Carlos detalló que en ese momento el hombre de 50 años salió de la casa para ver qué sucedía, ya que al parecer se notó la presencia de las patrullas a lo lejos, y después de allí ya no lo volvieron al ver.

Los oficiales se reagruparon y decidieron recorrer las calles a pie y para no levantar sospechas se dividieron en parejas, un agente ministerial y un federal por cada unidad.

En ese momento Laura le volvió a mandar otro mensaje de su esposo al oficial ministerial, con más detalles, al caminar un poco más, sobre la calle Valle Bonito, localizó una vivienda que reunía todas las características.

Fue entonces que el agente estatal y el oficial federal gritaron “Policía Ministerial… Policía Federal”, y a los segundos, desde adentro de la casa se escucharon los gritos de auxilio.

Incluso los secuestrados advirtieron a las autoridades que las personas se encontraban armadas, para que tuvieran cuidado, por lo que los oficiales no esperaron refuerzos e ingresaron a la casa para rescatar a las personas.

Utilizando sus conocimientos, el agente ministerial y federal entraron a las casa, siguieron las voces de auxilio y entonces se percataron que Elvis “N” y Osvaldo “N” intentaban darse a la fuga por lo que fueron detenidos.

El agente ministerial realizó una inspección en toda la casa para intentar localizar a más cómplices, pero ya no había nadie, y lograron decomisar el rifle y machete con los que amenazaban a las personas.

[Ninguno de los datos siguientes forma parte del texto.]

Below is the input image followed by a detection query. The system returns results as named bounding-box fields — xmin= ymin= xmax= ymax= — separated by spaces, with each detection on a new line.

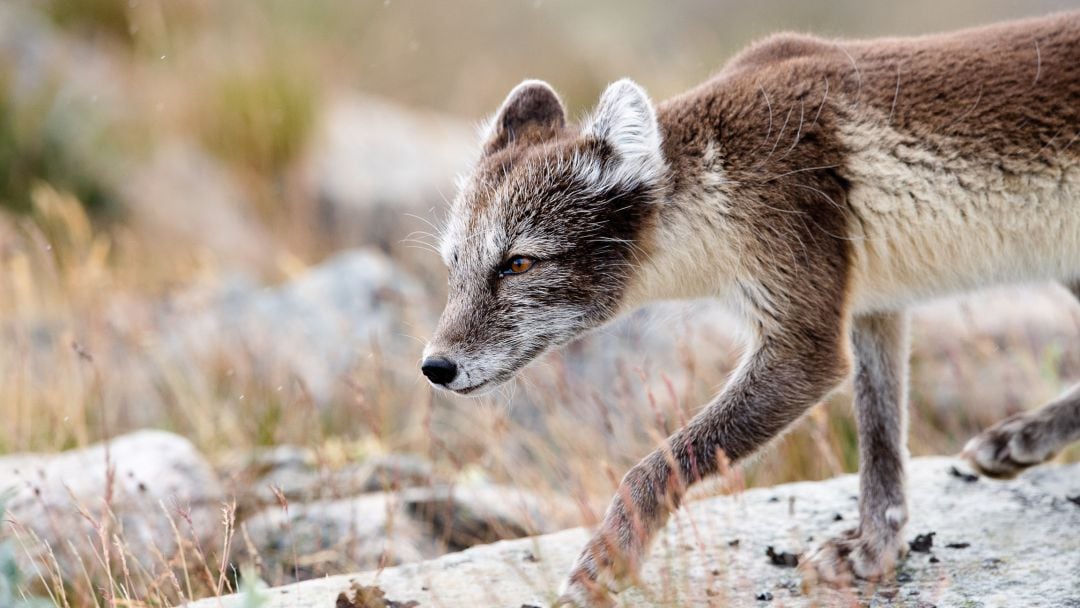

El agente ministerial señaló que primero sacaron de la vivienda a los detenidos y atrás de ellos a las víctimas, y estos los señalaron como quienes los tenían privados de la libertad y los maltrataban.

Pero también en las audiencias, frente a la presencia de la jueza de control, Carlos, Laura, Juan y los oficiales aprehensores identificaron plenamente a Elvis “N” y Osvaldo “N” como los responsables de haber participado en el secuestro.

Ante las pruebas presentadas, los testimonios, la jueza de control declaró a los hombres culpables del delito de secuestro y los sentenció a 65 años de prisión.

Carlos y Laura salieron satisfechos de la sala de audiencia, pues se había hecho justicia para ellos, aunque singuen prófugos cinco cómplices, ya no viven en Tijuana y esperan que con el tiempo esta pesadilla quede atrás.

* Por seguridad de las víctimas las identidades han sido modificadas.